In other words, ceteris paribus knowledge isn’t knowledge at all. Only unconditional claims count — but they don’t have to be predictions of a single variable, they can be claims about the joint distribution of several. But in any case we have positive knowledge only to the extent we can unconditionally say that future observations will fall entirely in a certain part of the state space. This fails if we have a ceteris paribus condition, or if our empirical works “corrects” for factors whose distribution and the nature of whose influence we have not invstigated.3 Applied science is useful because it gives us knowledge of the kind, “If I don’t turn the key, the car will not start, if I do turn the key, it will — or if it doesn’t there is a short list of possible reasons why not.” It doesn’t give us knowledge like “All else equal, the car is more likely to start when the key is turned than when it isn’t.”4
If probability distributions are simply tools for making unconditional claims about specific events, then it doesn’t make sense to think of them as existing out in the world. They are, as Keynes also emphasized, simply ways of describing our own subjective state of belief:
We might interpret “probability” simply as a measure of our a priori confidence in the occurrence of a certain event.
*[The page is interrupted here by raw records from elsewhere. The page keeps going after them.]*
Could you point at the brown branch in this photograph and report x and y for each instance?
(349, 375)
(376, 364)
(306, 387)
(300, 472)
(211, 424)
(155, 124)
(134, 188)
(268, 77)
Then the theoretical notion of a probability distribution serves us chiefly as a tool for deriving statements that have a very high probability of being true.
Another way of looking at this. Research in economics is generally framed in terms of uncovering universal laws, for which the particular phenomenon being studied merely serves as a case study.5 But in the real world, it’s more oftne the other way: We are interested in some specific case, often the outcome of some specific action we are considering. Or as Haavelmo puts it,
As a rule we are not particularly interested in making statements about a large number of observations. Usually, we are interested in a relatively small number of observations points; or perhaps even more frequently, we are interested in a practical statement about just one single new observation.
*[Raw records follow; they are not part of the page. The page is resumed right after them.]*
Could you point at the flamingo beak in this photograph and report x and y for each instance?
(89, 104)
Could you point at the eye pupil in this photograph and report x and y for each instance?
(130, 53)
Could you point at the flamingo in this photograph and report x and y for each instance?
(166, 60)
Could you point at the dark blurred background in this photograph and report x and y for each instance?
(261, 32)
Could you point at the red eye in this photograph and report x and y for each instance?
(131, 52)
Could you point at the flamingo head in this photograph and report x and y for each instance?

We want economics to answer questions like, “what will happen if US imposes tariffs on China”? The question of what effects tariffs have on trade in the abstract is, itself, uninteresting and unanswerable.
What do we take from this? How, according to Haavelmo, should empirical economics be?
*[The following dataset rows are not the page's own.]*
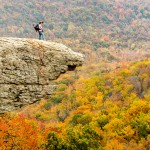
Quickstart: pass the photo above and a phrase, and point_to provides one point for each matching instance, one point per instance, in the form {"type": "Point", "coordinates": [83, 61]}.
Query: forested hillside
{"type": "Point", "coordinates": [102, 29]}
{"type": "Point", "coordinates": [103, 105]}
{"type": "Point", "coordinates": [104, 112]}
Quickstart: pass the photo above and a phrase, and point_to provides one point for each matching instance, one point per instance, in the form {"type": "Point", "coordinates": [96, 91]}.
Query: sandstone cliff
{"type": "Point", "coordinates": [28, 66]}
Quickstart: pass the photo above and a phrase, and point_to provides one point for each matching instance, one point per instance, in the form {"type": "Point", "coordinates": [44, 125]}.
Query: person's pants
{"type": "Point", "coordinates": [41, 35]}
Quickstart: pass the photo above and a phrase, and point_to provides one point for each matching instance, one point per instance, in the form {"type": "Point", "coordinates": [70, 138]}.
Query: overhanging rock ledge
{"type": "Point", "coordinates": [27, 68]}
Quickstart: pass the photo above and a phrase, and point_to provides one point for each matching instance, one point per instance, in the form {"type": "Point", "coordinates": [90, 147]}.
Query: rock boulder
{"type": "Point", "coordinates": [27, 68]}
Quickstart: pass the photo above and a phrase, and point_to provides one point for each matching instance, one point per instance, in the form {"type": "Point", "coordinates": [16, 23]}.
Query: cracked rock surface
{"type": "Point", "coordinates": [27, 68]}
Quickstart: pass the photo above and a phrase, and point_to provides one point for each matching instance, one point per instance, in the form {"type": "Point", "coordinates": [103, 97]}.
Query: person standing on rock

First, the goal of empirical work is to explain concrete phenomena — what happened, or will happen, in some particular case.
Second, the content of a theory is inseparable from the procedures for measuring the variables in it.
Third, empirical work requires restrictions on the logically possible space of parameters, some of which have to be imposed a priori.
Finally, prediction (the goal) means making unconditional claims about the joint distribution of one or more variables. “Everything else equal” means “I don’t know.”
All of this based on the idea that we study economics not as an end in itself, but in response to the problems forced on us by the world.